Utility of BRAF Gene Testing on Thyroid Nodules Diagnosed as Follicular Lesion of Undetermined Significance (FLUS)
Sue Chang, Ryan T Phan, Neda A Moatamed, Sophia K Apple. David Geffen School of Medicine at UCLA, Los Angeles, CA; VA Greater Los Angeles Health System, Los Angeles, CA
Background: The evaluation of thyroid nodules routinely begins with fine needle aspiration (FNA) to triage patient management based on the risk of malignancy. The Bethesda System for Reporting Thyroid Cytopathology (TBSRTC) has a category for borderline cases of follicular lesions that do not satisfy all criteria for malignancy. At our institution, we have a 3% rate of diagnosing a lesion as FLUS, based on a computerized search of 2972 cases from 2003-2007. Previous studies have shown that BRAF mutations variably occur in 46-69% of papillary thyroid carcinoma (PTC). Within certain histological subtypes of follicular variant PTC, 26% of cases have also been shown to contain the BRAF mutation. This study assess the value of BRAF mutation analysis by PCR in FNA specimens previously labeled as FLUS.
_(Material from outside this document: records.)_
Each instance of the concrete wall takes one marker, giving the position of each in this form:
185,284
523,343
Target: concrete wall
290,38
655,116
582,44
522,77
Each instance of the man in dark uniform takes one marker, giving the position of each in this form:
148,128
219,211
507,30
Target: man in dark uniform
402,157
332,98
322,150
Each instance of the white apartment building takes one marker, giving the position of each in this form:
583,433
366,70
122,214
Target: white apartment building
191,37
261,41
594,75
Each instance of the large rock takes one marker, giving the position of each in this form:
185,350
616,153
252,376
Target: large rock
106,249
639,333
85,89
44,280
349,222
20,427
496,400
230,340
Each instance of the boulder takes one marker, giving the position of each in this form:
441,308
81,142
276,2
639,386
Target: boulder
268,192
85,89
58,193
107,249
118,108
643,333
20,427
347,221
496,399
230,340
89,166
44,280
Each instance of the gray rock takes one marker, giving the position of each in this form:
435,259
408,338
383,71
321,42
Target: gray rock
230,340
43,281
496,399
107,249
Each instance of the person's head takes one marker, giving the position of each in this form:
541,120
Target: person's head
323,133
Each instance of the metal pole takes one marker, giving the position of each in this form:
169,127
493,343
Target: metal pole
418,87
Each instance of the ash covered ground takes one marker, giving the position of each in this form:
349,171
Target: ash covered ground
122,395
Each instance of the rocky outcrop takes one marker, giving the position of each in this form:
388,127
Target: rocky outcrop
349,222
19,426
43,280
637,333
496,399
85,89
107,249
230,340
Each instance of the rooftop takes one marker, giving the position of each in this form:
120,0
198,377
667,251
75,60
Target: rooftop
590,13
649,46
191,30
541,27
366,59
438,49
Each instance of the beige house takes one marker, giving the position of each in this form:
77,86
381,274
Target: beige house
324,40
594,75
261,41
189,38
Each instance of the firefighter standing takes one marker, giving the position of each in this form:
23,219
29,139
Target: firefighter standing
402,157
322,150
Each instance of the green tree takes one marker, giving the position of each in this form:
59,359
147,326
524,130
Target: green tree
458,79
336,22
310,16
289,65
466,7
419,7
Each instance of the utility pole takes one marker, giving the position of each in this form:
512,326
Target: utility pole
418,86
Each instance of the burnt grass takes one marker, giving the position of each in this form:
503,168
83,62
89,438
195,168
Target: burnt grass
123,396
Design: From March 2007 to March 2011, 36 cases at our institution were diagnosed as FLUS and later had a surgical pathology tissue diagnosis. We used 8 benign and 11 malignant cases of FLUS that appeared to have adequate cells. Genomic DNA was extracted from cells on the previously stained cytology slides, and BRAF V600E mutation analysis was performed by a real-time PCR approach utilizing BRAF wild-type and V600E Taqman probes.
Results: Of the 19 cases selected based on cytology slides, 15 had sufficient DNA for mutation analysis. BRAF V600E mutation was detected in one case (6.7%), which was confirmed as PTC on surgical excision. None of the follicular variant PTC cases tested positive for BRAF mutation. When considering cases with sufficient DNA, the sensitivity of BRAF mutation to detect PTC is 11% and the negative predictive value is 43%. The positive predictive value and specificity are 100%.